Я пошел в одиночестве к дому, где должен был говорить с М.М., при свете луны, волнуясь о результате этого посещения, от которого могла зависеть моя судьба. Испытывая некоторые подозрения о возможной ловушке, я положил в карманы надежные пистолеты и взял шпагу. В двадцати шагах от дома я вижу крестьянку, которая говорит, что монахиня не может спуститься ко мне, я должен сам подняться к ней в комнату, проникнув через окно. Она проводит меня позади дома и показывает лестницу, прислоненную к окну, через которое я должен пролезть. Не видя света, я остаюсь в нерешительности, но слышу голос М.М., говорящей мне: «Идите и ничего не бойтесь», из этого самого окна, которое, впрочем, расположено не слишком высоко, сомнения меня покидают, я поднимаюсь, вхожу и – я сжимаю ее в своих объятиях, осыпая поцелуями ее лицо. Я спрашиваю по-венециански, почему она не зажигает свечи, и прошу удовлетворить мое любопытство, рассказав всю историю этого события, которое кажется мне чудесным.

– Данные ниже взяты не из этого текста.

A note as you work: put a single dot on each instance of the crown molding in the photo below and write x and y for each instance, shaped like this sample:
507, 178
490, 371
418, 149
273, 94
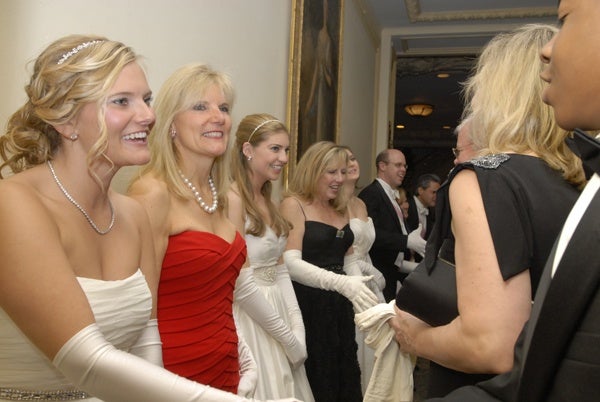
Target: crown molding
413, 9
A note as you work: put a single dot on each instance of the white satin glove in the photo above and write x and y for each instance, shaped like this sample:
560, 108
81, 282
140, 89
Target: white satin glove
248, 369
149, 346
294, 314
415, 242
368, 269
351, 287
250, 298
95, 366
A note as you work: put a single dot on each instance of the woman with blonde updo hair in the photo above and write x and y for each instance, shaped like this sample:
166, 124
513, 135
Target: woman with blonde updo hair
318, 254
78, 282
497, 216
265, 305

Но за всю свою жизнь я не был столь удивлен, как в тот момент, когда услышал голос – не голос М.М., – который отвечает мне, не по-венециански, но по-французски, что мне не нужно свечи, чтобы сказать ей то, что решил г-н де Ку сделать, чтобы вытащить ее из фатальной ситуации, в которой она оказалась.
– Я не знаю г-на де Ку; вы не та монахиня, которую я видел этим утром. Вы не венецианка.

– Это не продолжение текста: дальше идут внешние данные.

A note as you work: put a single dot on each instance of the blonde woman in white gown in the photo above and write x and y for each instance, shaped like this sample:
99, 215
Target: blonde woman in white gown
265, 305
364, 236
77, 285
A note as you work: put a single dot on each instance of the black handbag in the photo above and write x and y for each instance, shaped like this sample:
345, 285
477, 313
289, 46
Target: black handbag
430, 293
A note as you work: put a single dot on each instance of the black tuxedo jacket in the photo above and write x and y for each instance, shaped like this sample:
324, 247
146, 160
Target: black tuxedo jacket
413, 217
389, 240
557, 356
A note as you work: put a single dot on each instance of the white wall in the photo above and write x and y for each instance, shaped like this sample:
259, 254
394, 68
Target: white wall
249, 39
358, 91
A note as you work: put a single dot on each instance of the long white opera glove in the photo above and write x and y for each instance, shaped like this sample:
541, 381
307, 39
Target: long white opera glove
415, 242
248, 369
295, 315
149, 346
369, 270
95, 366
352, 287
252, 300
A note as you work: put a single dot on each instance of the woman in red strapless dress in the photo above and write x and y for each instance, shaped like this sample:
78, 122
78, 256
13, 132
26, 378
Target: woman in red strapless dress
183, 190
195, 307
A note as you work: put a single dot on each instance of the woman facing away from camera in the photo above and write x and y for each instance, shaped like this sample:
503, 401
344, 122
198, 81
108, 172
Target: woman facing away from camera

– Несчастная! Я обманулась; но я та, что вы видели сегодня утром. Я француженка; я умоляю вас во имя бога хранить тайну и удалиться, потому что мне нечего вам сказать. Говорите тише, потому что если моя послушница, которая спит, проснется, я пропала.
– Не сомневайтесь в моей скромности. Меня ввело в заблуждение ваше поразительное сходство. Если вы не покажете мне свое лицо, я отсюда не уйду; извините меня за дерзкие знаки любви, которые я вам выдал, приняв за другую.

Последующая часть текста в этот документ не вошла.